Another interesting snippet comes from a BBC news piece about a disability rights campaigner at the Tory conference.  G4S has raised concerns about the number of referrals they are getting.  They have halved in recent months.  This is not contradicted by a DWP spokesman, who says that the number of referrals was always predicted to fall after the first year.  This is puzzling because it doesn't square with what we've heard about at least one A4e office, where the first appointment for someone referred was 7 weeks after the first phone call, and staff said they were overwhelmed by the numbers.  Was that unusual?

Sunday, 7 October 2012

The right debate?

There's been an interesting discussion on the Guardian's website about outsourcing in local government.  A "panel" of eleven people with professional interests in the subject took part - they included A4e's Jonty Olliff-Cooper - but other people could join in as well.  Ploughing through the whole thing will probably make you glaze over.  The people who are opposed to, or wary of, outsourcing are outnumbered, but raise obvious points about the way in which the private sector running a monopoly sucks money away from service delivery, the dangers of failed contracts having to be expensively returned to the public sector, and the unaccountability inherent in long contracts.

There are two aspects of this discussion which interest me.  The first concerns language.  All businesses and areas of interest have their own jargon, which saves time among insiders.  But it can also serve to shut out other people.  Worse, it can be used to create an illusion that only an elite understands these things.  The language of the discourse becomes opaque and virtually devoid of meaning - but it sounds good.  Neologisms are coined casually, and no one dare ask what they mean.  It becomes very competitive.  And language can be used to shift meaning, to redefine and rebrand.  Take the use of the word "commissioning" in this debate.  What you and I know as outsourcing, contracting out, becomes something else, in a way that's hard to define.  Olliff-Cooper's use of language throughout the discussion illustrates all of these points. It might be an interesting exercise for someone (not me) to analyse it.  But what matters is that for him and many of the other participants the question is not, "Can local government survive without the private sector?" (the original question posed by the piece) but rather how much more of the functions of local government can we contract out.  There is no moral dimension; even issues of democratic accountability can be brushed aside.

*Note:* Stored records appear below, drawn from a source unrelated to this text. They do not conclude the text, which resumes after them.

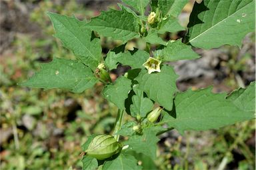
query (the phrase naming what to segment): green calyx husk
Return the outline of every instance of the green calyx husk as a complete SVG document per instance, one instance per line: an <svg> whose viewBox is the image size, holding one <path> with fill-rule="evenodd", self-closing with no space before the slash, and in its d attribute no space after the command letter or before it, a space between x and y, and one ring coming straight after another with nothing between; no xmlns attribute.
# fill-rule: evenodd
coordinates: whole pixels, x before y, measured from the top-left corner
<svg viewBox="0 0 256 170"><path fill-rule="evenodd" d="M153 110L151 113L147 115L147 119L152 123L155 122L157 121L158 117L161 115L161 112L162 111L163 109L160 107L158 107L155 108L154 110Z"/></svg>

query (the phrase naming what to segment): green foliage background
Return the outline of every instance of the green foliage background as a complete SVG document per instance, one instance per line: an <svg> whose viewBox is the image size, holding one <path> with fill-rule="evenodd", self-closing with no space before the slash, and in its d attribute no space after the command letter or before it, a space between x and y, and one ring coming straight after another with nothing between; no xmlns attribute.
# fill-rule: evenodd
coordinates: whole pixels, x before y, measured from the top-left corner
<svg viewBox="0 0 256 170"><path fill-rule="evenodd" d="M73 1L64 6L51 1L41 1L30 17L31 22L40 25L42 36L35 39L27 35L17 36L13 43L12 55L1 60L1 131L11 133L1 143L1 169L67 169L70 166L81 169L81 145L91 134L110 133L115 123L117 109L101 98L100 84L82 95L65 90L43 91L17 85L39 69L41 61L49 61L53 54L75 58L51 36L54 31L47 11L82 18L94 15L93 11L82 9ZM107 38L101 43L106 49L120 43ZM237 47L223 47L220 50L239 51ZM234 63L227 63L227 67L243 71L241 61L231 57ZM225 82L233 89L237 87L231 73ZM25 119L30 125L24 125ZM163 135L155 163L149 161L147 165L153 169L216 169L227 161L239 169L255 169L255 147L251 147L254 145L248 144L253 138L254 124L253 121L246 121L219 130L186 132L183 136L175 131L171 139ZM238 159L237 153L241 155Z"/></svg>

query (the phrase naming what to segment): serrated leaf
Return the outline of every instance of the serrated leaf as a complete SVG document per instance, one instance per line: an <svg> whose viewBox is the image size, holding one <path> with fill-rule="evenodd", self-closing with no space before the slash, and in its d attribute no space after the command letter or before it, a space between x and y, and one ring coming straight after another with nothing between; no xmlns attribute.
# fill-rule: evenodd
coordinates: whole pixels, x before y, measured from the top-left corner
<svg viewBox="0 0 256 170"><path fill-rule="evenodd" d="M161 50L161 55L164 61L194 59L200 57L192 50L191 46L183 43L181 39L169 41L167 47Z"/></svg>
<svg viewBox="0 0 256 170"><path fill-rule="evenodd" d="M92 18L85 27L124 43L139 37L138 19L124 7L121 11L110 9L107 11L101 11L101 15Z"/></svg>
<svg viewBox="0 0 256 170"><path fill-rule="evenodd" d="M149 57L148 53L140 49L117 54L113 51L109 51L107 54L105 63L110 70L116 69L118 63L129 65L132 69L141 69L144 67L143 64Z"/></svg>
<svg viewBox="0 0 256 170"><path fill-rule="evenodd" d="M119 77L113 85L104 87L103 95L105 99L113 103L119 109L125 109L125 101L131 89L131 81L123 76Z"/></svg>
<svg viewBox="0 0 256 170"><path fill-rule="evenodd" d="M116 133L116 135L131 136L135 133L133 127L136 125L137 123L135 121L129 121L122 125L121 129Z"/></svg>
<svg viewBox="0 0 256 170"><path fill-rule="evenodd" d="M241 45L245 35L255 30L253 0L204 0L195 3L186 41L204 49L223 45Z"/></svg>
<svg viewBox="0 0 256 170"><path fill-rule="evenodd" d="M163 130L161 127L151 127L143 129L143 135L135 135L125 141L128 145L127 151L134 151L150 157L152 159L156 158L157 143L159 139L156 134Z"/></svg>
<svg viewBox="0 0 256 170"><path fill-rule="evenodd" d="M158 5L163 17L170 15L177 17L188 1L189 0L161 0L158 1Z"/></svg>
<svg viewBox="0 0 256 170"><path fill-rule="evenodd" d="M171 66L163 65L160 73L149 74L143 69L135 79L139 82L138 88L144 91L149 99L171 110L177 77Z"/></svg>
<svg viewBox="0 0 256 170"><path fill-rule="evenodd" d="M246 89L240 88L234 91L227 99L245 111L255 111L255 81L251 82Z"/></svg>
<svg viewBox="0 0 256 170"><path fill-rule="evenodd" d="M121 153L117 158L106 161L103 170L139 170L141 167L138 165L138 161L132 155Z"/></svg>
<svg viewBox="0 0 256 170"><path fill-rule="evenodd" d="M175 33L185 30L179 23L178 19L169 16L166 19L162 20L159 24L158 33L165 33L165 32Z"/></svg>
<svg viewBox="0 0 256 170"><path fill-rule="evenodd" d="M145 117L147 113L153 109L153 103L151 100L143 96L143 91L133 87L133 91L136 95L132 97L133 105L131 105L131 115L136 117L139 115L141 117Z"/></svg>
<svg viewBox="0 0 256 170"><path fill-rule="evenodd" d="M208 130L233 124L254 117L254 113L245 111L225 99L225 93L213 94L212 87L177 95L175 111L163 111L162 122L181 133L187 130Z"/></svg>
<svg viewBox="0 0 256 170"><path fill-rule="evenodd" d="M53 13L47 14L55 30L55 36L94 71L101 61L101 47L99 39L95 38L91 41L91 31L83 28L86 23L75 17Z"/></svg>
<svg viewBox="0 0 256 170"><path fill-rule="evenodd" d="M91 69L78 61L54 58L21 85L51 89L60 88L81 93L97 81Z"/></svg>
<svg viewBox="0 0 256 170"><path fill-rule="evenodd" d="M141 15L144 15L145 8L149 3L149 0L122 0L122 1L136 9Z"/></svg>
<svg viewBox="0 0 256 170"><path fill-rule="evenodd" d="M161 44L166 45L167 42L163 41L161 37L157 35L157 33L155 31L150 31L148 32L148 34L146 37L143 38L146 42L151 44Z"/></svg>
<svg viewBox="0 0 256 170"><path fill-rule="evenodd" d="M98 161L94 157L84 156L82 163L83 170L95 170L98 167Z"/></svg>

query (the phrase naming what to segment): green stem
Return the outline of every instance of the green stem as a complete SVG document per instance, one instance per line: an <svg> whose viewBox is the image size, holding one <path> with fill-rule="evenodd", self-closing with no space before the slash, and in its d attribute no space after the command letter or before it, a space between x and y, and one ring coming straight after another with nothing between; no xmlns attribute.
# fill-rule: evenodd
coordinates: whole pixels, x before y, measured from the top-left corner
<svg viewBox="0 0 256 170"><path fill-rule="evenodd" d="M150 53L150 49L151 49L151 47L150 47L150 43L146 43L146 51L149 53Z"/></svg>
<svg viewBox="0 0 256 170"><path fill-rule="evenodd" d="M119 135L115 135L122 126L124 110L118 109L117 119L115 120L115 125L114 129L114 137L118 141L119 140Z"/></svg>
<svg viewBox="0 0 256 170"><path fill-rule="evenodd" d="M167 131L171 131L173 130L174 128L173 127L170 127L170 128L168 128L166 130L164 130L163 131L159 131L159 133L157 133L157 135L160 135L163 133L165 133L165 132L167 132Z"/></svg>

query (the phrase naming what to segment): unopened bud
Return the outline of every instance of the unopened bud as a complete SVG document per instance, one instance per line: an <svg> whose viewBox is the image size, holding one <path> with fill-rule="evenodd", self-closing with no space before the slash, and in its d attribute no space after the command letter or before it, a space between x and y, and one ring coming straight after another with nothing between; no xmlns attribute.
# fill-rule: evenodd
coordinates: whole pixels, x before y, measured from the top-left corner
<svg viewBox="0 0 256 170"><path fill-rule="evenodd" d="M99 135L93 138L85 152L88 156L104 160L119 153L121 149L121 144L114 137Z"/></svg>
<svg viewBox="0 0 256 170"><path fill-rule="evenodd" d="M160 107L155 108L153 111L149 113L149 115L147 115L147 119L149 119L149 121L152 123L156 121L158 119L159 115L161 115L162 109L163 109Z"/></svg>

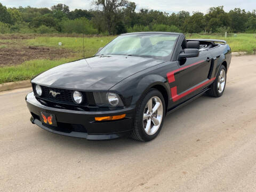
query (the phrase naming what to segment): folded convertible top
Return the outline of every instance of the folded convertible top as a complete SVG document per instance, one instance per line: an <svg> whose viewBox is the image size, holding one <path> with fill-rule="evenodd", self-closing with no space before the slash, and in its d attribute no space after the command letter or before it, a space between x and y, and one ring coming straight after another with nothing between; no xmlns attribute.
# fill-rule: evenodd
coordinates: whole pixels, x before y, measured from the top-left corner
<svg viewBox="0 0 256 192"><path fill-rule="evenodd" d="M209 41L212 42L220 42L227 43L227 42L224 40L220 39L187 39L187 41Z"/></svg>

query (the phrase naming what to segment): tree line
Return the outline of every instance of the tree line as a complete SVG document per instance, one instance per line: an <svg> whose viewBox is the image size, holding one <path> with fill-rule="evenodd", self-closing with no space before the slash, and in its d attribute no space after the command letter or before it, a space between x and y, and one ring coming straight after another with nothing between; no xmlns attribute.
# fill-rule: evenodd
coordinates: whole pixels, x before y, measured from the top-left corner
<svg viewBox="0 0 256 192"><path fill-rule="evenodd" d="M181 11L169 14L142 9L126 0L96 0L95 9L70 11L58 4L48 8L6 8L0 3L0 33L84 33L116 35L127 32L162 31L185 33L256 33L256 10L223 6L206 14Z"/></svg>

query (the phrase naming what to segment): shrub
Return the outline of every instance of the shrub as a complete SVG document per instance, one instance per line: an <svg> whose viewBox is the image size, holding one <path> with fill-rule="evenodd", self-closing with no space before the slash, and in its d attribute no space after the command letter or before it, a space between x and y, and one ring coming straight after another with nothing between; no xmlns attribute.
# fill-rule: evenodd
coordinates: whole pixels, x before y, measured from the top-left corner
<svg viewBox="0 0 256 192"><path fill-rule="evenodd" d="M9 33L10 31L10 25L0 21L0 34Z"/></svg>
<svg viewBox="0 0 256 192"><path fill-rule="evenodd" d="M43 34L51 34L58 33L58 31L53 27L47 27L45 25L42 25L36 29L36 32L38 33Z"/></svg>
<svg viewBox="0 0 256 192"><path fill-rule="evenodd" d="M85 18L63 20L60 23L60 27L61 32L63 33L84 34L98 33L97 30L93 28L92 22Z"/></svg>
<svg viewBox="0 0 256 192"><path fill-rule="evenodd" d="M14 25L11 26L10 27L11 33L21 33L28 34L35 33L35 30L30 28L28 25L25 22L19 23L15 23Z"/></svg>

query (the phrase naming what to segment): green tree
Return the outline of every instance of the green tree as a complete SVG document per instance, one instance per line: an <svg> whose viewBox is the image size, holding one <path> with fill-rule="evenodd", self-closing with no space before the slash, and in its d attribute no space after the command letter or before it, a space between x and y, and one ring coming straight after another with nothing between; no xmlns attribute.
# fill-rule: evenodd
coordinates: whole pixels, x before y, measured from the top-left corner
<svg viewBox="0 0 256 192"><path fill-rule="evenodd" d="M128 1L126 0L97 0L95 4L102 8L108 34L114 34L119 10L127 6Z"/></svg>
<svg viewBox="0 0 256 192"><path fill-rule="evenodd" d="M230 19L223 9L223 6L210 7L205 15L206 30L208 32L215 33L220 27L230 26Z"/></svg>
<svg viewBox="0 0 256 192"><path fill-rule="evenodd" d="M56 5L52 6L51 9L54 12L60 11L64 14L68 14L69 12L69 7L68 5L61 3Z"/></svg>
<svg viewBox="0 0 256 192"><path fill-rule="evenodd" d="M7 11L11 15L12 24L20 23L23 21L21 13L17 9L9 8Z"/></svg>
<svg viewBox="0 0 256 192"><path fill-rule="evenodd" d="M234 32L242 32L245 30L247 18L245 10L241 10L239 8L235 8L229 11L229 15L231 20L231 29Z"/></svg>
<svg viewBox="0 0 256 192"><path fill-rule="evenodd" d="M56 27L57 21L50 14L45 14L43 16L37 17L34 18L30 22L29 25L30 27L38 28L42 25L46 27Z"/></svg>
<svg viewBox="0 0 256 192"><path fill-rule="evenodd" d="M93 17L93 14L87 10L76 9L74 11L70 11L68 14L68 17L69 19L75 19L80 18L85 18L91 20Z"/></svg>
<svg viewBox="0 0 256 192"><path fill-rule="evenodd" d="M187 17L184 22L183 29L185 32L190 33L201 33L205 28L204 13L194 12L193 15Z"/></svg>
<svg viewBox="0 0 256 192"><path fill-rule="evenodd" d="M247 28L250 30L256 30L256 17L251 17L246 23Z"/></svg>

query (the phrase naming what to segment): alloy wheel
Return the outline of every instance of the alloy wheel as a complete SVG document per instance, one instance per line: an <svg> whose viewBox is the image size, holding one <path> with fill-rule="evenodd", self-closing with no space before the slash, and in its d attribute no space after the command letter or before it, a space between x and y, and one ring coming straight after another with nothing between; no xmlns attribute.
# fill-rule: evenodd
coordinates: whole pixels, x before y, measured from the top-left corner
<svg viewBox="0 0 256 192"><path fill-rule="evenodd" d="M224 69L220 71L218 79L218 91L221 93L224 90L226 83L226 72Z"/></svg>
<svg viewBox="0 0 256 192"><path fill-rule="evenodd" d="M163 119L163 103L157 96L151 98L147 103L143 115L143 126L148 135L155 134Z"/></svg>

The second interesting aspect of the discussion is what it tells us about A4e's plans and ambitions. 
  1. "At my firm, A4e, we are going to be crowdsourcing what data it is that people would like to see."  Olliff-Cooper then states the obvious caveats, that basically you can't do it.  If you're wondering what "crowdsourcing" means, try Wikipedia.  You won't be much the wiser, because the definition appears to be elastic, but it seems to mean most commonly "outsourcing tasks to a distributed group of people".  Whatever, he is reaffirming A4e's intention to be open and transparent.
  2. They have grasped that there is a difference between what Olliff-Cooper calls human and commodity services, and states the problems that this raises quite sensibly.  His solution, however, is "outcome commissioning, or, to put it in less wonky terms, picking what it is that you care about and paying for successfully getting that."  There are huge moral implications to this, of course.
  3. The ambition to have contracts which embrace all aspects of people's lives is still there.  He talks about commissioning "for more than one outcome: providers being repsonsible for helping a person in the round, with their debt, their mental health, their employment, offending, etc."  
So it was an interesting debate, but not the one we need to have.